Mr Hollande’s carefully chosen words contrast with the more blunt tone of his prime minister, Manuel Valls, who argued in the first months of this year that Germany’s migration proposals were “unsustainable in the long term” and a threat to European stability.

In addition, Mr Valls said France rejected a permanent relocation mechanism and would not accept any more than the 30,000 asylum seekers over two years it signed up to last year.

Bild asked if, given Germany accepted one million asylum seekers last year, the French contribution classified as "European solidarity".

Fair share

In response, Mr Hollande insisted that France was taking its fair share and that it had accepted about 80,000 asylum seekers in total last year.

France’s Socialist president said Europe’s crises had closed an initial personal gap with Dr Merkel, leader of Germany’s centre-right Christian Democratic Union.

But after a series of violent Islamist attacks – twice in Paris, Brussels and northern Africa – he said it was “unbearable” that Europe had yet agreed closer intelligence sharing.

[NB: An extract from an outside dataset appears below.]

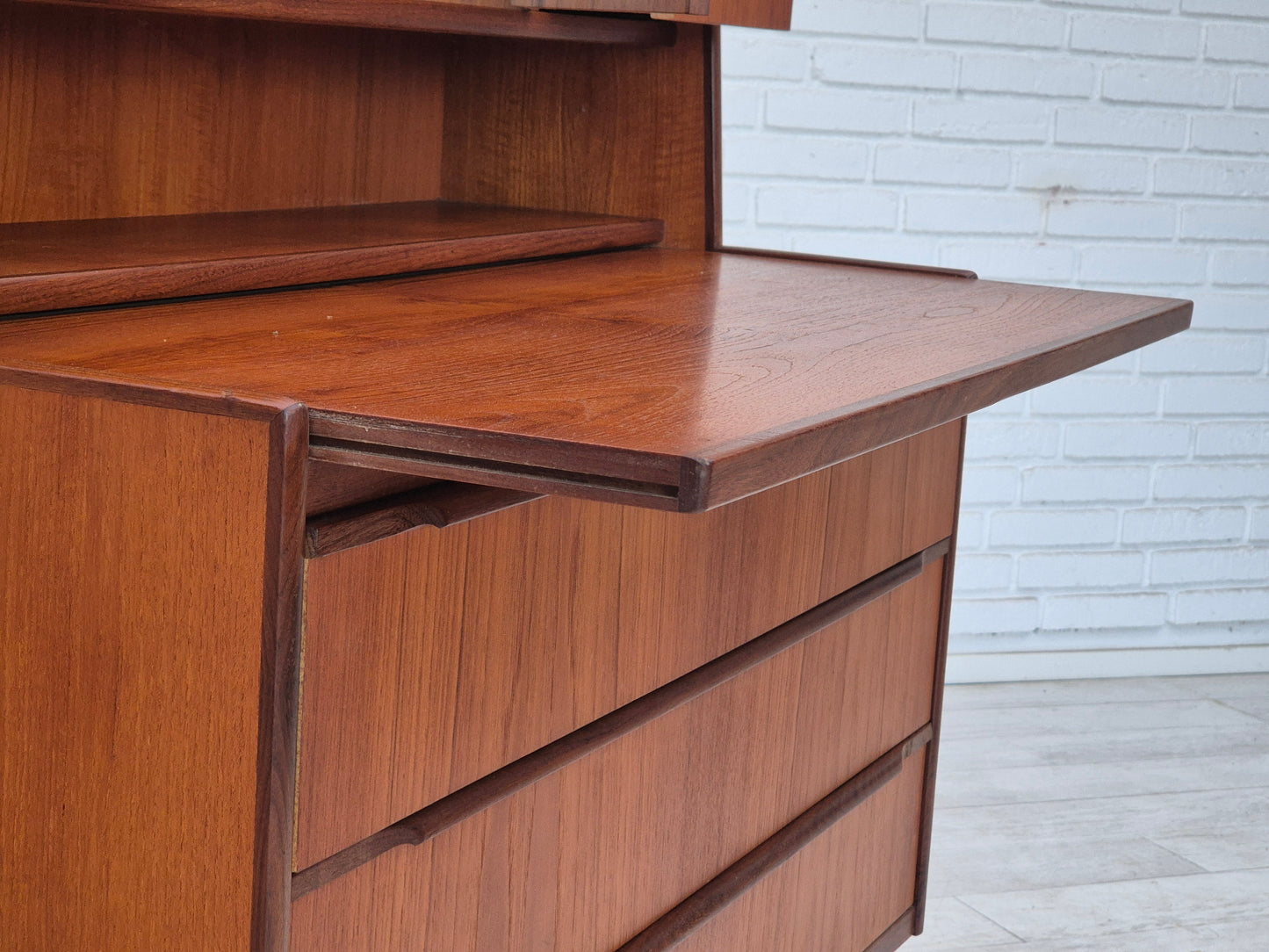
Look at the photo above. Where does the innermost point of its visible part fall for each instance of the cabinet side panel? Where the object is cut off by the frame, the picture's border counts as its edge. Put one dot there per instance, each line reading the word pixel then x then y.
pixel 133 555
pixel 111 114
pixel 605 130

“In the end we [in Europe] always succeed in finding a solution . . . but we always have to pay a high price for the time lost,” Mr Hollande said.

Meanwhile, Germany has said it will consider lifting its temporary border controls with Austria in May, after eight months, should the number of migrants continue to drop.

“We would not extend the border controls beyond May 12th if the numbers remain this low,” Thomas de Maizière, federal interior minister, told Austria’s ORF broadcaster.

Controls introduced

Germany introduced the controls last September, when more than 10,000 migrants were arriving daily into the country, many fleeing violent conflicts in Syria, Afghanistan and Iraq.

Mr de Maizière said the number of asylum-seekers had plunged in February, following border clampdowns by Austria and other countries along the Balkan route. These measures were criticised by Berlin at the time.

Ahead of today’s Franco-German meeting, a poll by the French Ifop agency suggests that two-thirds of Germans and 72 per cent of French people favour an end to the Schengen open-borders arrangement.

In Italy, for years on the front lines of the migration crisis, that number was 60 per cent.